More information of STS models can be found in these books:

  • "Machine Learning: Advanced Topics", K. Murphy, MIT Press 2023. Available at https://probml.github.io/pml-book/book2.html.
  • "Time Series Analysis by State Space Methods (2nd edn)", James Durbin, Siem Jan Koopman, Oxford University Press, 2012.

Usage

In this library, an STS model is constructed by providing the observed time series and specifying a list of components and the distribution family of the observation. This library implements common STS components including local linear trend component, seasonal component, cycle component, autoregressive component, and regression component. The observed time series can follow either the Gaussian distribution or the Poisson distribution. (Other likelihood functions can also be added.)

Internally, the STS model is converted to the corresponding state space model (SSM) and inference and learning of parameters are performed on the SSM. If the observation $Y_t$ follows a Gaussian distribution, the inference of latent variables $Z_{1:T}$ (gven the parameters) is based on the Kalman filter. Alternatively, if the observation $Y_t$ follows Poisson distribution, with a mean given by $E[Y_t|Z_t] = e^{H_t Z_t + u_t}$, the inference of the latent variables $Z_{1:t}$ is based on a generalization of the extended Kalman filter, which we call the conditional moment Gaussian filter, based on Tronarp 2018.

The marginal likelihood of $Y_{1:T}$ conditioned on parameters can be evaluated as a byproduct of the forwards filtering process. This can then be used to learn the parameters of the STS model, using MLE (based on SGD implemented in the library optax), ADVI (using a Gaussian posterior approximation on the unconstrained parameter space), or HMC (from the library blackjax). The parameter estimation is done offline, given one or more historical timeseries. These parameters can then be used for forecasting the future.
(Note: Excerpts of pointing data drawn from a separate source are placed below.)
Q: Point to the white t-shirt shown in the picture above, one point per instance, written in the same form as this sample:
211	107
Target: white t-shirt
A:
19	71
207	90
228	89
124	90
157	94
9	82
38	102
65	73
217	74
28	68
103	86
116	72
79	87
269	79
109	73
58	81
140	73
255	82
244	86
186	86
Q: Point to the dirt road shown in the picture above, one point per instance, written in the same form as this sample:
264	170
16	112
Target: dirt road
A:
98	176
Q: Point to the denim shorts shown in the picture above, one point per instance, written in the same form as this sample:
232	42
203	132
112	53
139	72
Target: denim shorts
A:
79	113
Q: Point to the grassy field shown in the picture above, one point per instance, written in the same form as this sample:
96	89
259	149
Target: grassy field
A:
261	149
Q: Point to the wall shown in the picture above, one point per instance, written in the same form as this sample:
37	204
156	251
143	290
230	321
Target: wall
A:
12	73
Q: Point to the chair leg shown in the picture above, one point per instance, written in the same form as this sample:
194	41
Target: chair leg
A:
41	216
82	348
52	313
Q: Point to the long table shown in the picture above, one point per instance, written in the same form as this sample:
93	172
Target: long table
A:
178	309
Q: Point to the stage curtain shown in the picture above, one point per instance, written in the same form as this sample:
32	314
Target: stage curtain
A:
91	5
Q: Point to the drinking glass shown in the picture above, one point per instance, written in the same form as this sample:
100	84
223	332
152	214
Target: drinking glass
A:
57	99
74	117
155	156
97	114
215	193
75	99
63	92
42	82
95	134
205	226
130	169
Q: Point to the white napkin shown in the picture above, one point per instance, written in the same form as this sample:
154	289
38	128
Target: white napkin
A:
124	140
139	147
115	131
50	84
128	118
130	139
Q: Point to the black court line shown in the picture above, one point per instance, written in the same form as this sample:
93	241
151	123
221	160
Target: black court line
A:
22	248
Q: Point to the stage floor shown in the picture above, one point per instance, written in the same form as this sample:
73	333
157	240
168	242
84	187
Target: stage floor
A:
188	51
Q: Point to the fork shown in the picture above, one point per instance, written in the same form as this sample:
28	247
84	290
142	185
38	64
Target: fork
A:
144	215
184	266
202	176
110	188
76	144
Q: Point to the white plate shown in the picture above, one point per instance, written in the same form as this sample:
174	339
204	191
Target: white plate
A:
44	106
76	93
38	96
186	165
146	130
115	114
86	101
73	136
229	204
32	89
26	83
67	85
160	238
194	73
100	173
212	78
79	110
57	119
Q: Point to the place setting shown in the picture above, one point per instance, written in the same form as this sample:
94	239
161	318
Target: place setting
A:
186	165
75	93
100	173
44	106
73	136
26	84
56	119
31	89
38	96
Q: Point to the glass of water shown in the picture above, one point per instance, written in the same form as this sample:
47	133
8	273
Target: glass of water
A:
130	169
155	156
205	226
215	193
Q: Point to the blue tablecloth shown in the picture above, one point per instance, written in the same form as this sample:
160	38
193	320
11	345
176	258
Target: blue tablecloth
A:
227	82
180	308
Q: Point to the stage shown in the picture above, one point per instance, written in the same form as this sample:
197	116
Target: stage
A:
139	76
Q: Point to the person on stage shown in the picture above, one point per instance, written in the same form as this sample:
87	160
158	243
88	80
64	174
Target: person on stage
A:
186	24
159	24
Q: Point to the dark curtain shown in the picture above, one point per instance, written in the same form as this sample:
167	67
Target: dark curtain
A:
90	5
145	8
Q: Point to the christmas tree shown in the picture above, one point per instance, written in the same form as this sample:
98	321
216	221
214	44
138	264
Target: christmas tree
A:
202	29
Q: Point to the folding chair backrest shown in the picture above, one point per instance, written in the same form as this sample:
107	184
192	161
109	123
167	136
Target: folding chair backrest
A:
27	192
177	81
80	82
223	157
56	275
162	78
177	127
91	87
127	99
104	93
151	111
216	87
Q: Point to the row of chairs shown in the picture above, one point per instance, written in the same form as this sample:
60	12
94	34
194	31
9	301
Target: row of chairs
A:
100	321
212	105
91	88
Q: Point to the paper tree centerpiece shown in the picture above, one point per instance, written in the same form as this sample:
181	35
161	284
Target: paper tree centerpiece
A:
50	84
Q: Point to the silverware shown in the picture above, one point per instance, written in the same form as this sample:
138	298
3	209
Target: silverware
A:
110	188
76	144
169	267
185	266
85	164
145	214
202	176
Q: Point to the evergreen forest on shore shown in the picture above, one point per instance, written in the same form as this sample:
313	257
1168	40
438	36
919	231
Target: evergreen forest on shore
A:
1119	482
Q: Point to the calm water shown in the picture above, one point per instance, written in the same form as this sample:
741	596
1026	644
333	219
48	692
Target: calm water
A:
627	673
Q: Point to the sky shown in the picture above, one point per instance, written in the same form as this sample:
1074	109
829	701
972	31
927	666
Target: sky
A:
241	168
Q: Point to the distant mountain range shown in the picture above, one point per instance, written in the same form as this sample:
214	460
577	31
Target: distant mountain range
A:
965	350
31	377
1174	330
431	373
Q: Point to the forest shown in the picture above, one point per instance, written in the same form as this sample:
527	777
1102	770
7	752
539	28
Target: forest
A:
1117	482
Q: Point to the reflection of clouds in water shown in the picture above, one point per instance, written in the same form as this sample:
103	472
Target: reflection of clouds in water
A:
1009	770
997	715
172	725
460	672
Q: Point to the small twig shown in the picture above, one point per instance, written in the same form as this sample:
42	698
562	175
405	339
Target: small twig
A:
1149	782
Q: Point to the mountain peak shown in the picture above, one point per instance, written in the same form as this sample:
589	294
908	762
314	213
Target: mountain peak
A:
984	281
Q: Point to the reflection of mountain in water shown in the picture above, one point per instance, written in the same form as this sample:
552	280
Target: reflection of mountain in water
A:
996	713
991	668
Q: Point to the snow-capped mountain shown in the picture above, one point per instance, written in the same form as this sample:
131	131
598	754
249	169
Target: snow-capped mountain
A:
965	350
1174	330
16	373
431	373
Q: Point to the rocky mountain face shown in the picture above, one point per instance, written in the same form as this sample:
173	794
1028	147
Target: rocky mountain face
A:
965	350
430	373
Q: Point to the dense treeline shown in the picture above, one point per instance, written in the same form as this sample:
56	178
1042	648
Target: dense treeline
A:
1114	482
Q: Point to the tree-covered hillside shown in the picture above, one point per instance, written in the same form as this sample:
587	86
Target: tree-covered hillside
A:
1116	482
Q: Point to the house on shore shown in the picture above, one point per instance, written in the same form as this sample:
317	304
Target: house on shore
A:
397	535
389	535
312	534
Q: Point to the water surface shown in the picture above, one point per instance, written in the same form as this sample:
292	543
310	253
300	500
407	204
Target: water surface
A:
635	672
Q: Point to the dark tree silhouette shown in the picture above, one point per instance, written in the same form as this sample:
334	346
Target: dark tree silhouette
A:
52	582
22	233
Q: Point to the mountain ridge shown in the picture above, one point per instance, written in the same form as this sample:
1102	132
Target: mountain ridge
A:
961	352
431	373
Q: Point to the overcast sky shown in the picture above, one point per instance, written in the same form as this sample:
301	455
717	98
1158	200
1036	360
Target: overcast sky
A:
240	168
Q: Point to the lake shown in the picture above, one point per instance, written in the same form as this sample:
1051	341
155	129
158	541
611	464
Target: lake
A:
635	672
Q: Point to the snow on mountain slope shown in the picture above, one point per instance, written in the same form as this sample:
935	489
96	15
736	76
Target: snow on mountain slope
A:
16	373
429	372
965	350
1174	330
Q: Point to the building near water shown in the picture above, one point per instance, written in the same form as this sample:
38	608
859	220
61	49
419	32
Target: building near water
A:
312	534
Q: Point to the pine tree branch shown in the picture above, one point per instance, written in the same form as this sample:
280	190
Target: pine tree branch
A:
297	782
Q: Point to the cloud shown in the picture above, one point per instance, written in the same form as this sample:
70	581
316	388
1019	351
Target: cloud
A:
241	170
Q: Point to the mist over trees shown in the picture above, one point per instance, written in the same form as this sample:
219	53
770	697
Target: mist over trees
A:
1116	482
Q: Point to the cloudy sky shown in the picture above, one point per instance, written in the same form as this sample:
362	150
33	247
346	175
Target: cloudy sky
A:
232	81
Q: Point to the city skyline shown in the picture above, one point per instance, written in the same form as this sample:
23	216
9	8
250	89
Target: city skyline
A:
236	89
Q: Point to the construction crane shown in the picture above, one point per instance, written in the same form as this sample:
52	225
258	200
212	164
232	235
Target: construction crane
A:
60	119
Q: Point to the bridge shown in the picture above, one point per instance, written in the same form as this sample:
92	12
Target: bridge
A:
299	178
Below we illustrate the API applied to some example datasets.

Electricity demand

This example is adapted from the TFP blog. See this file for a runnable version of this demo.

The problem of interest is to forecast electricity demand in Victoria, Australia. The dataset contains hourly record of electricity demand and temperature measurements from the first 8 weeks of 2014. The following plot is the training set of the data, which contains measurements in the first 6 weeks.

drawing

We now build a model where the demand linearly depends on the temperature, but also has two seasonal components, and an auto-regressive component.

import sts_jax.structural_time_series.sts_model as sts

hour_of_day_effect = sts.SeasonalDummy(num_seasons=24,
                                       name='hour_of_day_effect')
day_of_week_effect = sts.SeasonalTrig(num_seasons=7, num_steps_per_season=24,
                                      name='day_of_week_effect')
temperature_effect = sts.LinearRegression(dim_covariates=1, add_bias=True,
                                          name='temperature_effect')
autoregress_effect = sts.Autoregressive(order=1,
                                        name='autoregress_effect')

# The STS model is constructed by providing the observed time series,
# specifying a list of components and the distribution family of the observations.
model = sts.StructuralTimeSeries(
    [hour_of_day_effect, day_of_week_effect, temperature_effect, autoregress_effect],
    obs_time_series,
    obs_distribution='Gaussian',
    covariates=temperature_training_data)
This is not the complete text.